It must be remembered that Martin's account of things is not to be trusted in all particulars. At the same time it is certain that asylums were not conducted at that period with humanity and judgment.

Mrs. Orton, the keeper's wife alluded to, was examined at the trial of Martin, ten years later. She said: "When Martin was with me I thought him a really insane person. He would sit on the floor with two cross-sticks as if he was fiddling, either singing hymns or whistling. He called his sticks an imitation of David's harp. I have known him fast four days – and say it was God Almighty's orders – in imitation of Christ fasting forty days on the Mount. He was often under restraint, and was bad to manage."

He succeeded in making his escape from the asylum[28 - Nicholson, the keeper of the Gateshead Asylum before the Ortons, said at the trial: "Martin was under my care eleven or twelve months. He conversed very rationally. I should not have thought him fit for a lunatic asylum."] on the 17th of June, 1820, but was caught at Norton and brought back. On the 1st of July, 1820, he made his escape again by rubbing the rivets of his irons with freestone, which he managed to secrete in his room. He broke through the ceiling, got into a garret, and escaped through the tiles upon the roof. He thence descended cautiously and safely to the ground; and thus ended his captivity of three years.

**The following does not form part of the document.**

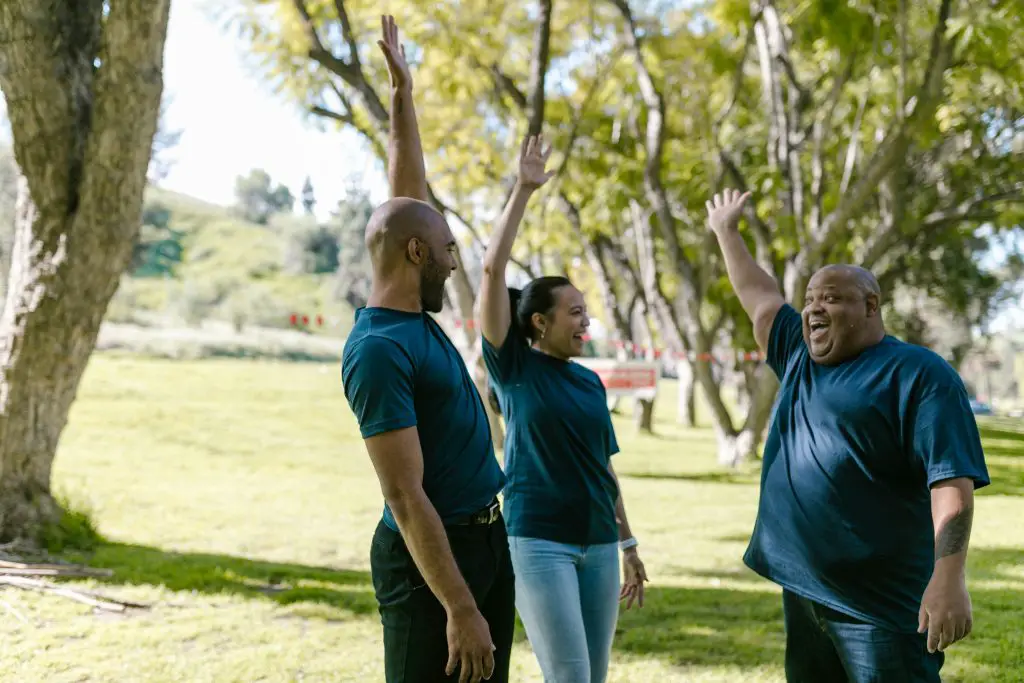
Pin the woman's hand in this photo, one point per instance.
(532, 159)
(634, 577)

With great difficulty – still with the rings of his chains on his ankles – he reached the house of Mr. Kell, an intimate friend, of the same way of thinking, at Cadlaw Hill. Mr. Kell freed him from the remains of his fetters – "the degrading emblem of slavery," as Jonathan termed them. Mr. Kell was a distant relation of Martin on his mother's side; and he remained there a fortnight, till his strength was recruited, when he left him, designing to proceed to an uncle's, a distance of sixteen miles, to assist him to get in his hay harvest. However, before he reached his uncle's house, he was met by his cousin, who told him that Orton, the keeper, with a constable, had been there in search of him: he therefore escaped as fast as he could to Glasgow, where another uncle resided; and he reached it in safety. From Glasgow he went to Edinburgh; and was in that city at the rejoicings on account of the coronation of George IV. Martin stopped at Edinburgh only one day, being anxious to see his wife; and on returning to Norton he found his wife still alive, but in the last stage.

After remaining three weeks with his friend Mr. Kell, he determined to go to London to be near his brothers, one of whom was the celebrated imaginative painter so well known by his wonderful pictures, "The Eve of the Deluge," "The Plains of Heaven," &c.

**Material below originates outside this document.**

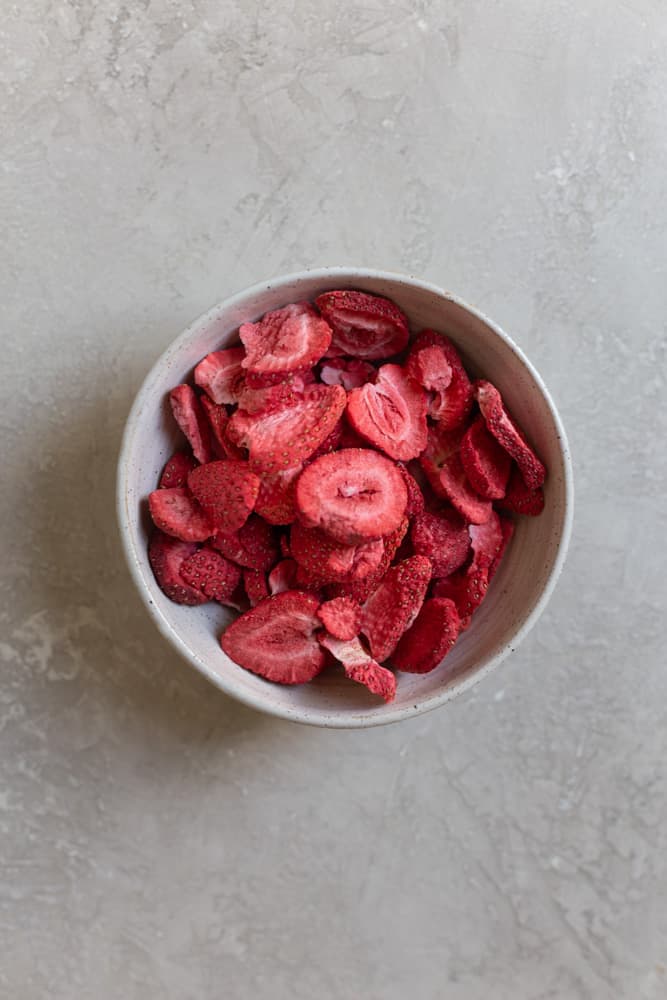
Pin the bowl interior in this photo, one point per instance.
(515, 597)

His friend having furnished him with money, he left Darlington for London on the 1st of August, 1820, exactly a month after he had made his escape. He went, however, no farther than Boroughbridge, where, on September 8th, he received a letter informing him of his wife's death, and of his having had his house robbed of money and goods to the amount of £24. He gives a pitiable account of the last illness and the distress of his poor wife: —

"I learned afterwards that my dear wife had to go through great tribulation. There was a woman allowed one shilling and sixpence per week to wait on her, but she always locked her in at night, without any attendant but the poor child to wait on his wretched mother; until my sister, hearing of their condition, came and took him away with her. So greatly neglected was he, that there was none to cut the bread for him; and when my sister came to see them he had the loaf picked out, as if eaten by mice, not being able to cut it himself. In this pitiable condition my poor boy sat up several nights with his mother, to hold the drink to her when she became too weak to do it for herself."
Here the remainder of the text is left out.